Dentre as eventuais qualidades que possuo está a renovada tendência de ser atencioso e educado com as pessoas. Tenho verdadeiro horror a altercações, brigas e desentendimentos. Prefiro me calar e dar razão à pessoa com quem estou conversando, mesmo tendo a convicção dela estar agindo ou falando algo do qual discordo. É um traço de personalidade e também o resultado de treinamento feito ao longo da vida. Não tenho a pretensão de desejar um mundo regido por opiniões parecidas com as minhas. Seguidamente precisei fazer enorme esforço mental para me manter em silêncio, mas sempre valeu a pena. Mantive a amizade e o coleguismo em alta, e isso conta muito mais. Evito o máximo entrar na seara da política: é um campo minado, onde prevalece a paixão e o discernimento raramente dá as caras. E mesmo em assuntos bem prosaicos, é de bom tom ouvir cuidadosamente, posicionar-se, se for o caso, e manter a elegância na maneira de agir. Tenho certa inclinação a gostar dos seres humanos, vendo antes suas qualidades do que os defeitos. E ficaria feliz se os demais me acolhessem assim. Exercitar a tolerância é um ato religioso, pois desperta a compaixão e a empatia, essenciais para a convivência pacífica e harmônica.

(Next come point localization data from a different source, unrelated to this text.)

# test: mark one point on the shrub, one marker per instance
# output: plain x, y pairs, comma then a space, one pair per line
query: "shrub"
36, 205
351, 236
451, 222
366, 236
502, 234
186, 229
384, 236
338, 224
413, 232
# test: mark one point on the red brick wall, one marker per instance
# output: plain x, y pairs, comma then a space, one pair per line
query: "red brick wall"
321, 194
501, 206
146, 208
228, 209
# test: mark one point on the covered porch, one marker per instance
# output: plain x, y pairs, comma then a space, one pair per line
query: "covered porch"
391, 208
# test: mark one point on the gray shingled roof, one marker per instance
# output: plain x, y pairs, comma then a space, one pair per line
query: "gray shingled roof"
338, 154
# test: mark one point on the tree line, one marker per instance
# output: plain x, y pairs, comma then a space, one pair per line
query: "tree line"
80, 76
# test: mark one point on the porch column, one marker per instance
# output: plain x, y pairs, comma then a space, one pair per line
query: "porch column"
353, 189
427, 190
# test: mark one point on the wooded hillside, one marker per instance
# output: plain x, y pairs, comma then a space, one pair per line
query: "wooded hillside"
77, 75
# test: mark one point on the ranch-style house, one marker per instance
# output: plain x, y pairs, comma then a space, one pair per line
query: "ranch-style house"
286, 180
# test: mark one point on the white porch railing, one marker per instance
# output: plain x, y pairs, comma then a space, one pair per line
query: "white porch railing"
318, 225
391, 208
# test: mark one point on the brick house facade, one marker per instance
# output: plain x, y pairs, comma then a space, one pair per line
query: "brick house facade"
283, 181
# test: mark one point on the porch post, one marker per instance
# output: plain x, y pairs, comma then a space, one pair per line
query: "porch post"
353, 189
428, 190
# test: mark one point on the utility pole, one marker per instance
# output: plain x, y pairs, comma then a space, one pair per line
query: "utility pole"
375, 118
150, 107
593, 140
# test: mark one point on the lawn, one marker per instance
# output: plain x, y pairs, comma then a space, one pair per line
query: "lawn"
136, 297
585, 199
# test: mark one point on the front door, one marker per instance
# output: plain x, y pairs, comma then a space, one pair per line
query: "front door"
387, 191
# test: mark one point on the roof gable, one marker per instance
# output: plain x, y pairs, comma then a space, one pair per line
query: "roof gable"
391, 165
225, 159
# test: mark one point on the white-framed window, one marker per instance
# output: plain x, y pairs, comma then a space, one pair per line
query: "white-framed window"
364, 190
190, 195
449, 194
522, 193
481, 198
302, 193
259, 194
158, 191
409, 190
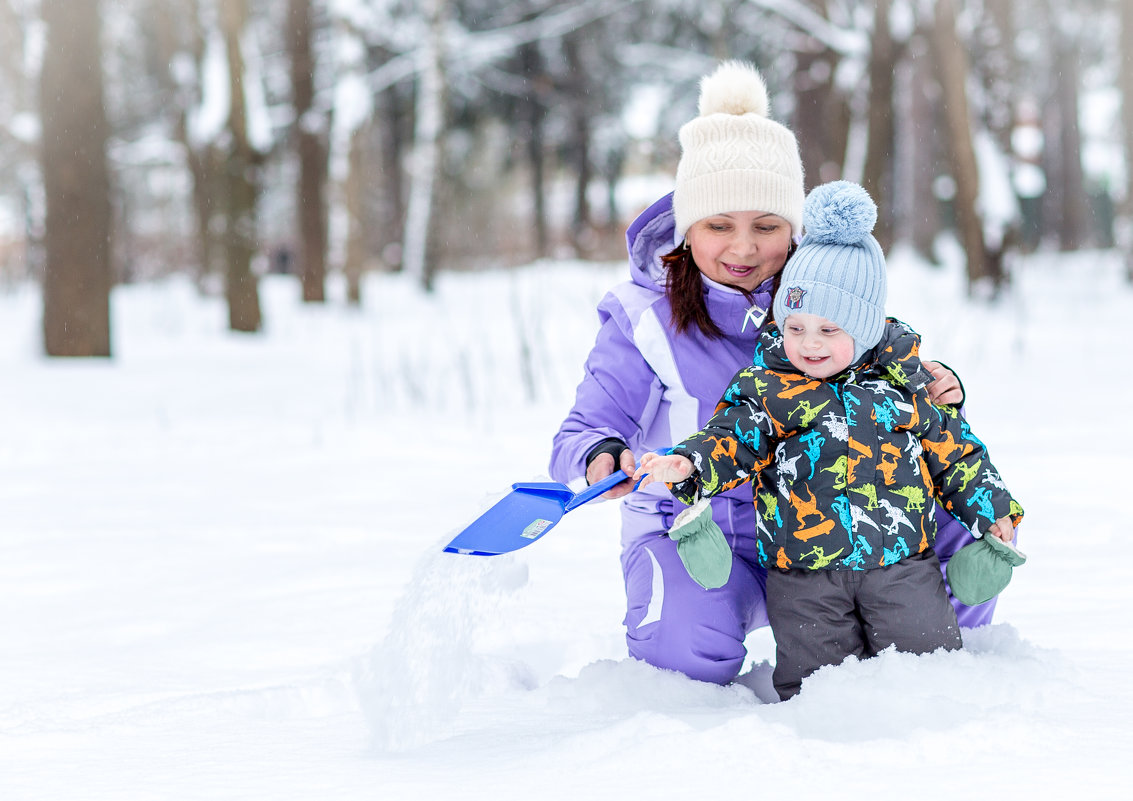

Pondero sobre isso ao lembrar um fato acontecido há alguns meses. Dois amigos próximos iniciaram uma acalorada discussão a partir de um tema polêmico. Cada um com seus argumentos, persistindo em convencer o outro. Passaram-se quinze minutos e cada qual permanecia irredutível em sua fala. Um deles, num rompante de arrogância, disse: “Você é muito ignorante mesmo”. Pronto, o estrago já tinha sido feito. O que se sentiu humilhado começou a chorar, tremer, tomado por um sentimento de desrespeito. Depois de consolá-lo, dizendo não ser correto dar tanto espaço dentro dele a uma criatura tão impulsiva, reafirmei a certeza: o trato afável e amoroso é a maneira ideal de conduzirmos as relações. Claro, há momentos em que é difícil a contenção, principalmente em questões de maior envergadura. Porém, quase tudo não passa de simples opinião. Precisamos nos entregar a esse esforço de ouvir sem tentar impor as nossas crenças. Continuar sensível às justificativas dos pensamentos alheios. É pretencioso nos crermos donos de qualquer tipo de verdade. Melhor é se abastecer de simpatia e, quando for o caso, mudar de assunto. Pouco se ganha em reivindicar o monopólio do que nos parece inquestionável. Devemos nos submeter ao crivo da dúvida para podermos relativizar, fugindo das conclusões apressadas.
O obscurantismo habita as mentes fechadas, confiantes de estarem doutrinando para o bem os que ainda não foram ungidos pela lucidez. Pobres de nós, tão orgulhosos, encastelados num altar, sem saber que a gentileza é um manto de púrpura, bordado em ouro.